A joyful, beautifully written tribute to Canada’s most salient features—hockey and highways.
In the waning days of the pandemic, sportswriter Ronnie Shuker stuffed his skates, sticks, and backpack into his faithful automobile, Gumpy, named for legendary goaltender Gump Worsley, and set off on a 30,000-mile, coast-to-coast-to-coast investigation of the many ways hockey touches the lives of Canadians. From St. John’s, home of hockey’s most colorful father-son combo, to a frigid barn in Tuktoyaktuk, Northwest Territories, and the world’s largest hockey stick in Duncan, British Columbia, Shuker finds the people and places that make hockey an indelible part of the Canadian experience. He hits famous sites of hockey lore, from the cradle of the game in Windsor, Nova Scotia, to Brantford, Ontario, where streets, highways, schools, and much else bear the name Gretzky, to Vancouver, site of the infamous 1994 and 2011 Canucks riots.

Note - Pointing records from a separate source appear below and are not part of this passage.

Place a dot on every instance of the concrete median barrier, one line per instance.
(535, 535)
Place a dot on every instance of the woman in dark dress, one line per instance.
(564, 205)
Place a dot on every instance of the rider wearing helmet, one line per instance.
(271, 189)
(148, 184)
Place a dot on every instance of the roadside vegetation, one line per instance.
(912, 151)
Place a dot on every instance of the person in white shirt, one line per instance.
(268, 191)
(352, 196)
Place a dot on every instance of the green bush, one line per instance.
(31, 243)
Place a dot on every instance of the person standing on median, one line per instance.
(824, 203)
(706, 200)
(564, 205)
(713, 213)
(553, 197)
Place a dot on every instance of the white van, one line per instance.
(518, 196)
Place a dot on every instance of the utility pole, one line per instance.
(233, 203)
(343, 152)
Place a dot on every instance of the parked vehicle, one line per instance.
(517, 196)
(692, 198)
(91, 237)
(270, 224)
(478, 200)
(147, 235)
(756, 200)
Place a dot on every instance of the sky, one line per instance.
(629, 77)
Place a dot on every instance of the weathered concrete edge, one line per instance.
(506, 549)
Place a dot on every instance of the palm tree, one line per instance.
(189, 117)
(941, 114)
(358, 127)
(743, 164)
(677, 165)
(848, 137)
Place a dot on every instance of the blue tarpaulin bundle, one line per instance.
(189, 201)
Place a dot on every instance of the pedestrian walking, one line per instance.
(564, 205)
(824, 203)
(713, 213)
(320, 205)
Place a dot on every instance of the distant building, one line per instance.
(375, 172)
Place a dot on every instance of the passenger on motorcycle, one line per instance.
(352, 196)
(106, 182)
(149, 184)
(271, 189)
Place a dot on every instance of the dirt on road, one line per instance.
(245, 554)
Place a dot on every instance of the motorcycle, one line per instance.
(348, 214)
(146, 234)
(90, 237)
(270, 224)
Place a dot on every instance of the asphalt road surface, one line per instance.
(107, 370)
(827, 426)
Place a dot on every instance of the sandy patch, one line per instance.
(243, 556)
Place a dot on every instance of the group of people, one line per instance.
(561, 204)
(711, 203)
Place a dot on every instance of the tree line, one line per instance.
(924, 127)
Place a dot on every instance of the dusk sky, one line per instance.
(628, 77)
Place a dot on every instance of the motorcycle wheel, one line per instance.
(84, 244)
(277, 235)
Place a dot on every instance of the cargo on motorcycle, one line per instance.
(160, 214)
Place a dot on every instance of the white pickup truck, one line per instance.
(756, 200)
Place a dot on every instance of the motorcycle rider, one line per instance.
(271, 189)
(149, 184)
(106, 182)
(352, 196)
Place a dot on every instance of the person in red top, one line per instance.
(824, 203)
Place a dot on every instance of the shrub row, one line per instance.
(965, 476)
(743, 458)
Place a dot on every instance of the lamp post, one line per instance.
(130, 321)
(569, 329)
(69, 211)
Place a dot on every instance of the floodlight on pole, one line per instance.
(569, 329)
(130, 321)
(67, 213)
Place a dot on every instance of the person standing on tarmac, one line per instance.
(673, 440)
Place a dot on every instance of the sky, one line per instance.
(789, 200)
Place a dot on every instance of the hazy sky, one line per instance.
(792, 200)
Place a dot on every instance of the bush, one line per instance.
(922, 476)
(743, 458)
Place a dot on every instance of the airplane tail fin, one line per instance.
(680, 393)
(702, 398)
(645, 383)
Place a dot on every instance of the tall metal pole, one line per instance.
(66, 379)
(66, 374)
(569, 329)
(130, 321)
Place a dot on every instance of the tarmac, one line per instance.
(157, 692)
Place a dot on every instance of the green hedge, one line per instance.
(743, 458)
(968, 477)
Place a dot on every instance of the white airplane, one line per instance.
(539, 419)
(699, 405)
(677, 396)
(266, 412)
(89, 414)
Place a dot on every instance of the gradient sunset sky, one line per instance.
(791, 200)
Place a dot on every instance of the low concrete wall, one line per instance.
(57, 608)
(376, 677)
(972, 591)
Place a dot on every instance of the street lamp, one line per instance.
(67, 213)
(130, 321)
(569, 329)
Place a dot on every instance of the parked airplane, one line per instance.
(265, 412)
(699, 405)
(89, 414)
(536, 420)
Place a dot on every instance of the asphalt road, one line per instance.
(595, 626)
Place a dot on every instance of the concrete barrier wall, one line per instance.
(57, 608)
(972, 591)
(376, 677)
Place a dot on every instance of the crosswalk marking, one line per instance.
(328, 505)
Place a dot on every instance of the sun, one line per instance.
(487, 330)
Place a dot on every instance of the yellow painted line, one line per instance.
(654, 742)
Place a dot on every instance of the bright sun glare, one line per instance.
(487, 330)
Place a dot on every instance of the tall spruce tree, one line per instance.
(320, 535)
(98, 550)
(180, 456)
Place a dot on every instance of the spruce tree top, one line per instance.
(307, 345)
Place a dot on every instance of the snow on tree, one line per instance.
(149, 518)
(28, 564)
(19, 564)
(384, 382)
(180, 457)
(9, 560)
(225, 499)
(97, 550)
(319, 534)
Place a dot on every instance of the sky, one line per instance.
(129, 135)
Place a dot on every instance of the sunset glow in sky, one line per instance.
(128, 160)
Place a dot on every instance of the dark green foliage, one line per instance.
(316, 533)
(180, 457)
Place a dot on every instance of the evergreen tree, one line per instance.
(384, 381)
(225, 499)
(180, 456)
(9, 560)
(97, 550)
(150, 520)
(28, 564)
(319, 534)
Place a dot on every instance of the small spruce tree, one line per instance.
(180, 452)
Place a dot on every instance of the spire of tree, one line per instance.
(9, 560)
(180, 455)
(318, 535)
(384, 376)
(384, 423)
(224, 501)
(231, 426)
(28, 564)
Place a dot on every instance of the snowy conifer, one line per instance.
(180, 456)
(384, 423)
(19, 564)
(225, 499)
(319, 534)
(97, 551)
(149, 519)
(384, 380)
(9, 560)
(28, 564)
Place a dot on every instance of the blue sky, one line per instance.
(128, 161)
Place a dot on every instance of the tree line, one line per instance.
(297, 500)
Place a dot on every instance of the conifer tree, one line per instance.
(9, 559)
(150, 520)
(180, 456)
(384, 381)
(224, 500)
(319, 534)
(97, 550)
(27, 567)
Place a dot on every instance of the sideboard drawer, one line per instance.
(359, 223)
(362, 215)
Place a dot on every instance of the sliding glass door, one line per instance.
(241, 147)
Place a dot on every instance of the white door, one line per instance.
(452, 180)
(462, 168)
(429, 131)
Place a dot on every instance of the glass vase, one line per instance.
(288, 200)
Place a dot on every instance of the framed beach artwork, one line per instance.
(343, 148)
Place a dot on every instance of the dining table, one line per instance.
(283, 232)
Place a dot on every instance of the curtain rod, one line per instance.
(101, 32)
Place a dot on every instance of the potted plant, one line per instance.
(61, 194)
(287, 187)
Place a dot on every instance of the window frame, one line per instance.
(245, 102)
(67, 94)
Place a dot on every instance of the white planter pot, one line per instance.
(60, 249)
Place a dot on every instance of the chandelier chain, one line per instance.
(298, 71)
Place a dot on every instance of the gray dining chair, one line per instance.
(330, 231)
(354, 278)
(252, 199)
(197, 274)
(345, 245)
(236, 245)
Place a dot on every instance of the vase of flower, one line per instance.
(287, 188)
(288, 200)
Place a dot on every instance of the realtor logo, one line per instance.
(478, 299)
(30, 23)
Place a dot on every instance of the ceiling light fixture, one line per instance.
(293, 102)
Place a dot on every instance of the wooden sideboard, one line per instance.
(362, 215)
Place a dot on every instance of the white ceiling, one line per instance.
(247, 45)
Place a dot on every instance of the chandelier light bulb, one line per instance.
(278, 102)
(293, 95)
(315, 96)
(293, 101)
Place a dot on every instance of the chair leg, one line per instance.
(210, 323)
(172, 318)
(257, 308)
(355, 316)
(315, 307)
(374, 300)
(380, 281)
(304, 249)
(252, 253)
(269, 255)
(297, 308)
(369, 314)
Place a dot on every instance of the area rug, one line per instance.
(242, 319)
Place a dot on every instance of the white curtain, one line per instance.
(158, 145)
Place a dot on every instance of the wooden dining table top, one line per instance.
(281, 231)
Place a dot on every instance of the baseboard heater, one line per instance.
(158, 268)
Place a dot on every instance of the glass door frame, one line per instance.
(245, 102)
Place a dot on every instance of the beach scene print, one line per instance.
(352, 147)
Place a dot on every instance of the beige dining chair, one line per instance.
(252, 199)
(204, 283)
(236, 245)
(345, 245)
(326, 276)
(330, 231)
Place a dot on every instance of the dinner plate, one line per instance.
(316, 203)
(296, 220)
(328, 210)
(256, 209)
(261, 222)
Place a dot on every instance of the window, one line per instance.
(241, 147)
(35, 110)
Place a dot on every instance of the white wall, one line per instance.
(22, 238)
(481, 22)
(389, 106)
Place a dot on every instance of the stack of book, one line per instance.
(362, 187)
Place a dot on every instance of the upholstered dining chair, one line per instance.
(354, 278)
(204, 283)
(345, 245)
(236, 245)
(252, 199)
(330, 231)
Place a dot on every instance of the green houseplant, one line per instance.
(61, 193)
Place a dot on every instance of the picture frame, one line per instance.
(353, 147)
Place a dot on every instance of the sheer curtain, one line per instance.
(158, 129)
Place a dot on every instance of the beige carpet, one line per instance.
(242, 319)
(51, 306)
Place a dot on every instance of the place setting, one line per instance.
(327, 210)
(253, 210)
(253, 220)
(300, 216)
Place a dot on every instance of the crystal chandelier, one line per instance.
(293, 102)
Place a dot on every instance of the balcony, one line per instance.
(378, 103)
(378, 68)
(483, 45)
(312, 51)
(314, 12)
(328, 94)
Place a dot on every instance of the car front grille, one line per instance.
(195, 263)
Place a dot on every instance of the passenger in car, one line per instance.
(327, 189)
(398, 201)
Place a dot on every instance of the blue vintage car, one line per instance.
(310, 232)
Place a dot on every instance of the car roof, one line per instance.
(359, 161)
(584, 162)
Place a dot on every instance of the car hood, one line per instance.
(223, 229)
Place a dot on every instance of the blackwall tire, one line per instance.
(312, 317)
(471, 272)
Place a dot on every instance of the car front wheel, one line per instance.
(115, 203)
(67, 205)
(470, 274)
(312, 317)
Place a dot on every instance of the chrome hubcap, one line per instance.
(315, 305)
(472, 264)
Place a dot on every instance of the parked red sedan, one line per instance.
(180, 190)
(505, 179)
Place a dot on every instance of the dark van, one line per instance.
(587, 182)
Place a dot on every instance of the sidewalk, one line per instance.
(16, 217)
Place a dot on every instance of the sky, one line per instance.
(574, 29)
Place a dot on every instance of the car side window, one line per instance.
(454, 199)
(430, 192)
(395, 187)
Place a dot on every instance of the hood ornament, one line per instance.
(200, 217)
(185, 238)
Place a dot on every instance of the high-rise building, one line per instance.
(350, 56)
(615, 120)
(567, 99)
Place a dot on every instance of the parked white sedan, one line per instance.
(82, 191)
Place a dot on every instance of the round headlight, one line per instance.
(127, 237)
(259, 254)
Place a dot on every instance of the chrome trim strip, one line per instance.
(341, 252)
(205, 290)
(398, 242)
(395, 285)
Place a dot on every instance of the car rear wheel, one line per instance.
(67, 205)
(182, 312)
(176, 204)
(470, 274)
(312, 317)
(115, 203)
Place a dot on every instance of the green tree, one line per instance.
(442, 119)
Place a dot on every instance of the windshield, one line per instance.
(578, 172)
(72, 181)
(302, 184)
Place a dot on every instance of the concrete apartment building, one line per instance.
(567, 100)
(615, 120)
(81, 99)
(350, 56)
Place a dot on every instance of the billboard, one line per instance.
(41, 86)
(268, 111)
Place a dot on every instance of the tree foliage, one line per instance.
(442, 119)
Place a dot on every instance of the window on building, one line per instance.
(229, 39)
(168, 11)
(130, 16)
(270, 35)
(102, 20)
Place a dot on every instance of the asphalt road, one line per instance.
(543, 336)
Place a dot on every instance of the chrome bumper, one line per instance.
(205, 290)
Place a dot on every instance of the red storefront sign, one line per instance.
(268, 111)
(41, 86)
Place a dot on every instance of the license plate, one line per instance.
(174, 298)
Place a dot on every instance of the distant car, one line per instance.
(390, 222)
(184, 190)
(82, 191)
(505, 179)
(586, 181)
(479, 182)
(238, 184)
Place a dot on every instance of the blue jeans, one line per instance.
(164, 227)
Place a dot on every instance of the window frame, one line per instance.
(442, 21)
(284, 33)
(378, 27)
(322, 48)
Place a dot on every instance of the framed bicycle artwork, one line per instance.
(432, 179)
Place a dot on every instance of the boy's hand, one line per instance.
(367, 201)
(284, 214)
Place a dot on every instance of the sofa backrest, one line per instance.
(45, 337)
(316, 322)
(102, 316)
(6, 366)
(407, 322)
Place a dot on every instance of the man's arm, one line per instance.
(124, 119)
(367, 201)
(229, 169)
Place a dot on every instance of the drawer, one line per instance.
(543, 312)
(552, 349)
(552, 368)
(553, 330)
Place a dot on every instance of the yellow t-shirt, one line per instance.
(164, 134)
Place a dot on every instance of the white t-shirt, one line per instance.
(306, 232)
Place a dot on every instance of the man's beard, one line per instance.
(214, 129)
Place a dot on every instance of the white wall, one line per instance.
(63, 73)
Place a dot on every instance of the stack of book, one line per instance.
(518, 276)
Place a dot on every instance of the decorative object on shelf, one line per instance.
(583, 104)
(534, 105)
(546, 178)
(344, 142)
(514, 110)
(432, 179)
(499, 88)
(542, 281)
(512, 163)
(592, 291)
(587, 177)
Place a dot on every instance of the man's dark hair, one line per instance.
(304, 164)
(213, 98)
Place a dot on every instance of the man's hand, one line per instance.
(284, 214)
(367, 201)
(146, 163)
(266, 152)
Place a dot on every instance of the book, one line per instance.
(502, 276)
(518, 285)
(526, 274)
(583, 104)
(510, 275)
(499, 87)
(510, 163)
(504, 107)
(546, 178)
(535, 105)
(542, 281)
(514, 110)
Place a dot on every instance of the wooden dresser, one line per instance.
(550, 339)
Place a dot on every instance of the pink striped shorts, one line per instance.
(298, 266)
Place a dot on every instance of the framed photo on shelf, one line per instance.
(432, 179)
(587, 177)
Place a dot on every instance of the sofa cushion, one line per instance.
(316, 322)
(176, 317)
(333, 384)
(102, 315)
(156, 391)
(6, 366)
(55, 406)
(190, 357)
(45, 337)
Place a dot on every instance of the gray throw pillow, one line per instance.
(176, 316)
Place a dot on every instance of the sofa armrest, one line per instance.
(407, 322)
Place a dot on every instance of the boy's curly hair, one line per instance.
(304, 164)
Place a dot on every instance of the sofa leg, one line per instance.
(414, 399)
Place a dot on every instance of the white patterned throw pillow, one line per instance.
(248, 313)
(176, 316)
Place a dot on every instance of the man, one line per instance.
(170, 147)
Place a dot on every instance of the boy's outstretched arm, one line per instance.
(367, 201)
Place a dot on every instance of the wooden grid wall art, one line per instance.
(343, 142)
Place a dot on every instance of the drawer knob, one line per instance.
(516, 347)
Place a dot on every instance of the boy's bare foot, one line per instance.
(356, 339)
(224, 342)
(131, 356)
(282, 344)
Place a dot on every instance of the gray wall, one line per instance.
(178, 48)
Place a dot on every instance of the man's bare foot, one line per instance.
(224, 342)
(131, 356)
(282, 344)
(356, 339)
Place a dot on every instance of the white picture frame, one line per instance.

But he also finds the game in unlikely places—crash sites, greenhouses, houseboats, memorials, backyard halls of fame, even a Hutterite colony—where a seemingly endless and always engaging cast of characters, including pros, semipros, beer-league veterans, family, and fans, share unforgettable stories of how pucks have dented their lives.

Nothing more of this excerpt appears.